1 ère partie : Genèse

Section 1 : Les effets de l’alternance à répétition

B. La multiplication des organisations libérales

On évoquera ici certaines organisations dont la date de création est parfois ancienne, mais qui n’ont déployé pleinement leurs activités et participé à la constitution d’un « réseau » libéral que dans la période la plus récente. C’est le cas de :

• L’Institut de l’entreprise : créé en 1975 à l’initiative notamment de François Ceyrac (alors président du Comité national du patronat français, CNPF427), il est depuis 2005 présidé par Michel Pébereau (ex-président du Crédit commercial de France, de la Banque nationale de Paris et de BNP Paribas). Il se veut « à la fois lieu d’élaboration d’une pensée managériale moderne et un centre de réflexion sur les sujets de société ». Afin d’alimenter la réflexion des chefs d’entreprise, il développe à la fois des activités de réflexion (avec deux commissions permanentes, l’Observatoire de la dépense publique et la Commission de modernisation de la fiscalité, et des commissions ad hoc) et de formation (il a créé en son sein l’Institut des Hautes Etudes de l’Entreprise, qui reçoit des auditeurs lors d’une session, sur le modèle de l’Institut des hautes études de défense nationale). A côté des traditionnels colloques et séminaires, il publie également des notes (les « Notes de benchmarking international » et les « Notes de l’Institut »). Il revendique son indépendance et une stratégie d’influence de l’opinion publique.

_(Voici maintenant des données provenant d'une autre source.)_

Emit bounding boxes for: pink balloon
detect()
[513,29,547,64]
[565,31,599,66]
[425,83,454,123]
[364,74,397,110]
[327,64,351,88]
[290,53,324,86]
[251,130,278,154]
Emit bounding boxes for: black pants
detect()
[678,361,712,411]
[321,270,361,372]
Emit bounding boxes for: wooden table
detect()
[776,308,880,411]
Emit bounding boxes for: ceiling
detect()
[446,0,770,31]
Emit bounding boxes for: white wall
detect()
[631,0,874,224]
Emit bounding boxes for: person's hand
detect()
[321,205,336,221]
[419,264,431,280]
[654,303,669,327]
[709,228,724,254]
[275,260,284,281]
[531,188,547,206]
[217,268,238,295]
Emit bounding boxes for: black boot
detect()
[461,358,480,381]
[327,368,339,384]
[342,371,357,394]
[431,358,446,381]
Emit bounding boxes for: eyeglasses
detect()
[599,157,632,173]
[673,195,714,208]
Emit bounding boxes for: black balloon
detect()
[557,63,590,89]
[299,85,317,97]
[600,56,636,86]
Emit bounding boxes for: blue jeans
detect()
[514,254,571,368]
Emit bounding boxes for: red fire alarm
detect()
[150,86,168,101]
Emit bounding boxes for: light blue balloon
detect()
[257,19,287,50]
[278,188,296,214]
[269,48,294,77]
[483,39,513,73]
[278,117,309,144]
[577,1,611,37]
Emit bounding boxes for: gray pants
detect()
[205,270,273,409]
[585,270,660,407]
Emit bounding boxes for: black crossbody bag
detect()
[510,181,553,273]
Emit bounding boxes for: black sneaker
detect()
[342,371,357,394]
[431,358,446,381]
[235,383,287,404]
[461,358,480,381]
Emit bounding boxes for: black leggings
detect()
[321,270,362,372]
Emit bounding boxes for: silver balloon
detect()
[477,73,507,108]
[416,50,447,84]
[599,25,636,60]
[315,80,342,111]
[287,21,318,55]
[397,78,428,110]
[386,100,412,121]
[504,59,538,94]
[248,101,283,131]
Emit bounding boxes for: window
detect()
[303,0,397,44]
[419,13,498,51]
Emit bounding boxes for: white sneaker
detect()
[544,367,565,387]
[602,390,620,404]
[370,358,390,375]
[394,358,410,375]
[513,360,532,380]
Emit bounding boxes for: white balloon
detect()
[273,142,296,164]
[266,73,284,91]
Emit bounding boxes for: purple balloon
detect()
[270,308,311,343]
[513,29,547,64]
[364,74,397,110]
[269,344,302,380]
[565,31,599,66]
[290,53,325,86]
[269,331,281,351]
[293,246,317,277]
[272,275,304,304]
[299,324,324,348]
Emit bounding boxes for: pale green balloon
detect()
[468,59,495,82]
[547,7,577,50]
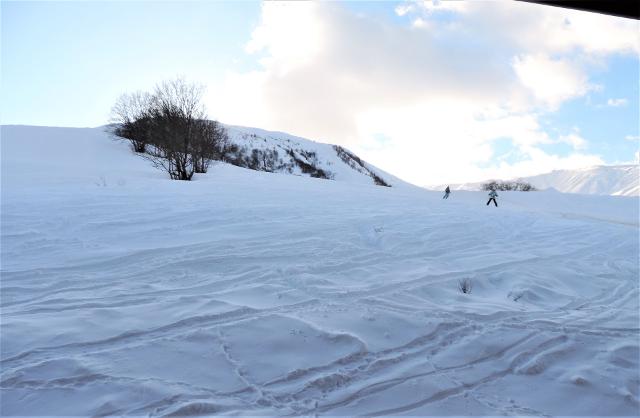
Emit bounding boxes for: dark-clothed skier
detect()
[487,190,498,207]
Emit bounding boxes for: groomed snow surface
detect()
[0,127,640,416]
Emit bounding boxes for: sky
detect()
[0,0,640,186]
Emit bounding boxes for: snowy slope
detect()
[225,125,410,187]
[0,127,640,416]
[428,164,640,196]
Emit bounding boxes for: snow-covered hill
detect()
[2,125,411,187]
[524,164,640,196]
[0,127,640,416]
[428,164,640,196]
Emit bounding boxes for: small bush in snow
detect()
[458,278,473,294]
[482,181,537,192]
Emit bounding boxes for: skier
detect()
[487,190,498,207]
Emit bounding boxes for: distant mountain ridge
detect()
[429,164,640,196]
[1,125,415,187]
[224,125,405,187]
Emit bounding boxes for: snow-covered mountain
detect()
[522,164,640,196]
[427,164,640,196]
[0,122,640,417]
[1,125,409,187]
[225,125,405,186]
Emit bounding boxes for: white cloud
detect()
[559,132,587,150]
[211,2,637,184]
[607,99,629,107]
[513,54,590,109]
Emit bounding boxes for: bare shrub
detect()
[482,180,537,192]
[458,278,473,294]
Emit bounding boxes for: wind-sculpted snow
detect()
[440,164,640,196]
[0,124,640,416]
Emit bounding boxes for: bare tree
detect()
[111,91,152,152]
[191,120,229,173]
[113,78,227,180]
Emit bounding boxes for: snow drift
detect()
[0,127,640,416]
[428,164,640,196]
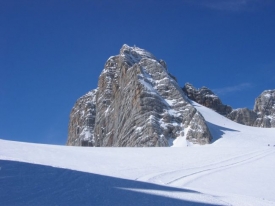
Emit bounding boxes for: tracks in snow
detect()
[136,148,275,186]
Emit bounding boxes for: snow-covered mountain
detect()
[67,45,212,147]
[67,45,275,147]
[0,102,275,206]
[183,83,275,128]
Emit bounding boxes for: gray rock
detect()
[253,90,275,128]
[183,83,232,116]
[227,108,257,126]
[66,89,97,146]
[67,45,212,147]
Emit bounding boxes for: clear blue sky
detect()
[0,0,275,144]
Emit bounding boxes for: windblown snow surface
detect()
[0,102,275,206]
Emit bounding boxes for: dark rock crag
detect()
[183,83,232,116]
[67,45,212,147]
[183,83,275,128]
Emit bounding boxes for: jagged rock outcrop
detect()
[67,89,97,146]
[227,108,257,126]
[183,83,275,128]
[67,45,212,147]
[253,90,275,128]
[183,83,232,116]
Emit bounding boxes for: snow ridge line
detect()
[166,148,274,185]
[136,149,270,184]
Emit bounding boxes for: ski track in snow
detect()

• L’Institut français pour la recherche sur les administrations publiques (IFRAP) : créé en 1985 par Bernard Zimmern, chef d’une petite entreprise, l’IFRAP milite pour une profonde réforme de l’administration et une meilleure utilisation de l’argent public. Se déclarant apolitique, l’IFRAP n’en est pas moins fortement idéologisé et s’est prononcé contre les 35 heures ou le pouvoir des syndicats428. Il publie la revue Société civile et organise des colloques, en 2004 par exemple il invite des députés pour aborder le thème « Hôpital public : quel avenir ? ».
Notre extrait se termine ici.